4. Quantitative Easing for the population. Here we are back at the idea of free education. How much will it cost? I hear it could cost as much as 60 Billion a year.
60 Billion a year! I hear people ask, “How are we going to pay for it?” My answer is, “Let’s Not!” We printed off and gave away 80 Billion a month before. We did that for two years, BTW.
Let’s do something similar for education. Let’s print off and give away 60 Billion dollars for education. If we did that for 20 years it would still be cheaper than what we gave away to the banks and financial institutions. It’s a lie to say we can’t do that. Once you shatter the idea that there are rules we have to follow, we can do what ever we want.
PLUS! Free education would do a lot for the economy, for a few simple reasons. Mostly, those people getting out of college won’t have staggering debt. They will have tons of extra money when they are young and can take chances on ideas and jobs. They will be able to invest in their own lives and innovation. They will directly inject that money not spent on loans right into the economy and that will boost it immediately. Jobs will be created which will mean that wages will increase.
5. Universities cost too much. What’s to keep them from just raising tuition and keeping all the money? Things need to get figured out. And not all universities will want, or be able, to get that free-education money. Places like Harvard, where tuition is probably closer to 30 k per semester, will not be able to take advantage of such a program, probably.

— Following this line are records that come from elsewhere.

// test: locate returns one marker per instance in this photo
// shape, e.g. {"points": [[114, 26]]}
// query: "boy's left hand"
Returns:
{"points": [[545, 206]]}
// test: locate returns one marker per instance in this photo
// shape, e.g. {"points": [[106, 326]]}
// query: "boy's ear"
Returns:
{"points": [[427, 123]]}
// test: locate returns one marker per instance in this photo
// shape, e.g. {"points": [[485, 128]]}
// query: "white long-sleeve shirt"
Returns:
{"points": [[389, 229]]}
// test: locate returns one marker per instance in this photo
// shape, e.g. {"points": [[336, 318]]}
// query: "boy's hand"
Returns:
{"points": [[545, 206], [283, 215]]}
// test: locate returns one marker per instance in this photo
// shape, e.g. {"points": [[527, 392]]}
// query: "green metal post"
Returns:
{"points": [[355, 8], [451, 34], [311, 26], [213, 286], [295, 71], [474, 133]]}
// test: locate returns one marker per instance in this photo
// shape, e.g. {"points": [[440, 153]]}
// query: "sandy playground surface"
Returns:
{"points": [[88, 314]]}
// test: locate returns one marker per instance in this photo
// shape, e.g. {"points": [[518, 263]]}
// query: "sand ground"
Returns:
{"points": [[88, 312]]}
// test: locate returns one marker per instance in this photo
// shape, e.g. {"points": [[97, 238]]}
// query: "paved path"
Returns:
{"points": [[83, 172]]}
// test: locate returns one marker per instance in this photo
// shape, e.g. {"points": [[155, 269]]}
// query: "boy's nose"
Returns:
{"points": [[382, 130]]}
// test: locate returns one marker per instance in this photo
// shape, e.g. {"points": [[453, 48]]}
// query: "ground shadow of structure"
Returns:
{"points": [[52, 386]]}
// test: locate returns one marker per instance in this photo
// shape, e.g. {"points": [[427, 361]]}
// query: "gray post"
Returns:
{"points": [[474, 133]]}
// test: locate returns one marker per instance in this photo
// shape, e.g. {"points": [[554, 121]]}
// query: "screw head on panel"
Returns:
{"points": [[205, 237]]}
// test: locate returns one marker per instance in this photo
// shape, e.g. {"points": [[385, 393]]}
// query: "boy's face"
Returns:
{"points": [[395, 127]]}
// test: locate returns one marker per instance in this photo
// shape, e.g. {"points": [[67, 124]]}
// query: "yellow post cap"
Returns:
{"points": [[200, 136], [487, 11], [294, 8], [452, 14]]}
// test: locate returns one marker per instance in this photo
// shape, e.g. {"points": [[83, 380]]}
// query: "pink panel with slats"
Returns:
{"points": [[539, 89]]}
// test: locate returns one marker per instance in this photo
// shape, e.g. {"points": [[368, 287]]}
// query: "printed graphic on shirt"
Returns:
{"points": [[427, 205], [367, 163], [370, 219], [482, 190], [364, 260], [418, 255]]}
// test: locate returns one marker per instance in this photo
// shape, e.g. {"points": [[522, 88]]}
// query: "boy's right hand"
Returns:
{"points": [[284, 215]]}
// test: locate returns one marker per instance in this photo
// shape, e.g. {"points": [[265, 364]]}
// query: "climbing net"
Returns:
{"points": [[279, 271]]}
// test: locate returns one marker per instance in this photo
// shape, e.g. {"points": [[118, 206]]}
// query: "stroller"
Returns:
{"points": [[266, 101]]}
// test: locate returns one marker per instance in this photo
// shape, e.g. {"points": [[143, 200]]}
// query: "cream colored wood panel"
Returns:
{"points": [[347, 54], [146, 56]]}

Those institutions that do wish to get the money for free education will probably have to meet certain requirements, such as a percentage of their tuition goes directly to educational resources; professors, facilities, and the like. Less money would then go to bloat, like useless middle management, vice presidents and poor performing secretaries and administrators. The bad performers will need to improve or find another job.

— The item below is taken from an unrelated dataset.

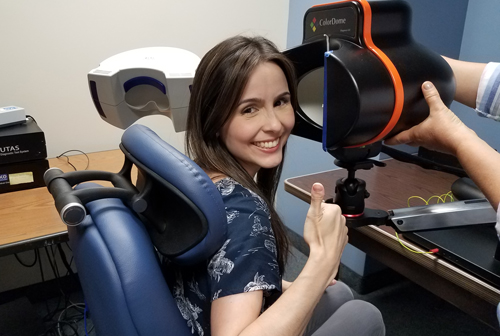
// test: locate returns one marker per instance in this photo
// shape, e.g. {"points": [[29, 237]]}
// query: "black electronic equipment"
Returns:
{"points": [[22, 157], [359, 75]]}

That’s how I see free college as being a requirement for a booming economy.
On a last related note. Tenure is supposed to put professors above politics, but it fails to do that. The tenure system has become the tool of internal politics. For example, if you are having sex with a person of power you can most certainly earn tenure.

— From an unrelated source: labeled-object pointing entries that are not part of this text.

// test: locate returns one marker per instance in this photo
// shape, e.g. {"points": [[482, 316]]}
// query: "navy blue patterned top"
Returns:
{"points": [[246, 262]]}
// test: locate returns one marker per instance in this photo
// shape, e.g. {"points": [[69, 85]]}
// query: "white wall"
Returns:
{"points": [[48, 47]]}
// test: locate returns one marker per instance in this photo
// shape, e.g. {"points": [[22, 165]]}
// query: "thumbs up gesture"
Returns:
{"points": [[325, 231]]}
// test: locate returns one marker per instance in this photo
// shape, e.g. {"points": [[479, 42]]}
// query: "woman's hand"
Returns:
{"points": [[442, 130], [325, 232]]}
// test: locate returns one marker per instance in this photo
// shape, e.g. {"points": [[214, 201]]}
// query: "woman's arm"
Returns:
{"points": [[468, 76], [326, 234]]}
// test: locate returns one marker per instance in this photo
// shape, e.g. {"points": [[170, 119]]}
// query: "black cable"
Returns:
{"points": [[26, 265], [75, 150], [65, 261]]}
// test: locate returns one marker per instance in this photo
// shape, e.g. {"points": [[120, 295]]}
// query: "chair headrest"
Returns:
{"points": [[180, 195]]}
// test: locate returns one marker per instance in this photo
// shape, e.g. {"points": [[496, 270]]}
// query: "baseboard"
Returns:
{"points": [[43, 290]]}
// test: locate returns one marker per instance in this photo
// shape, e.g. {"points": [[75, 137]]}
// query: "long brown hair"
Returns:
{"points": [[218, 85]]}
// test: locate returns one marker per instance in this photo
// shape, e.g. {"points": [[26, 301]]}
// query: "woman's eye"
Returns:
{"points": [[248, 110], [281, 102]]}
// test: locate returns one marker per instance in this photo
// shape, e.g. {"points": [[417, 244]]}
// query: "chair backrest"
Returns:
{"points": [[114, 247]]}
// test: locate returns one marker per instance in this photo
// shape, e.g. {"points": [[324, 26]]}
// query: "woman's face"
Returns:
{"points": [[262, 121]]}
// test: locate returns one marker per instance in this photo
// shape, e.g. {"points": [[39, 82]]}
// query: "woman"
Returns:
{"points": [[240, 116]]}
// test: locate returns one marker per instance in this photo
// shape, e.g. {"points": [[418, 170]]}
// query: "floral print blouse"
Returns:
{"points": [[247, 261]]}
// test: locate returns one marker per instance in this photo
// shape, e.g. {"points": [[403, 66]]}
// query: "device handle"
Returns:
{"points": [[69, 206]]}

I believe a tenured professorship should be an option and not a requirement. When it happens, it should be based on external factors as primary focus (to be included with internal metrics). For example, if a certain percentage of your salary is derived from outside sources for the years leading up to the decision of tenure (grants and other funding) that should go a long way toward establishing a value to the outside world. The considerations of publications should use a measurement focused on impact factors of the journals published in. Publishing in the journal of insignificant results should not be acceptable. A blind third party investigation should be included in this part, with a private firm taking the lead if the field is considered too small. Lastly, losing tenure should be a touch easier. Sign-offs from every administrative level above the faculty member (including the president of the university) should be enough. If all your bosses hate you, it’s time to get out. And, I’m Okay with paying people to leave. The costs of an awful person go far beyond the monetary costs.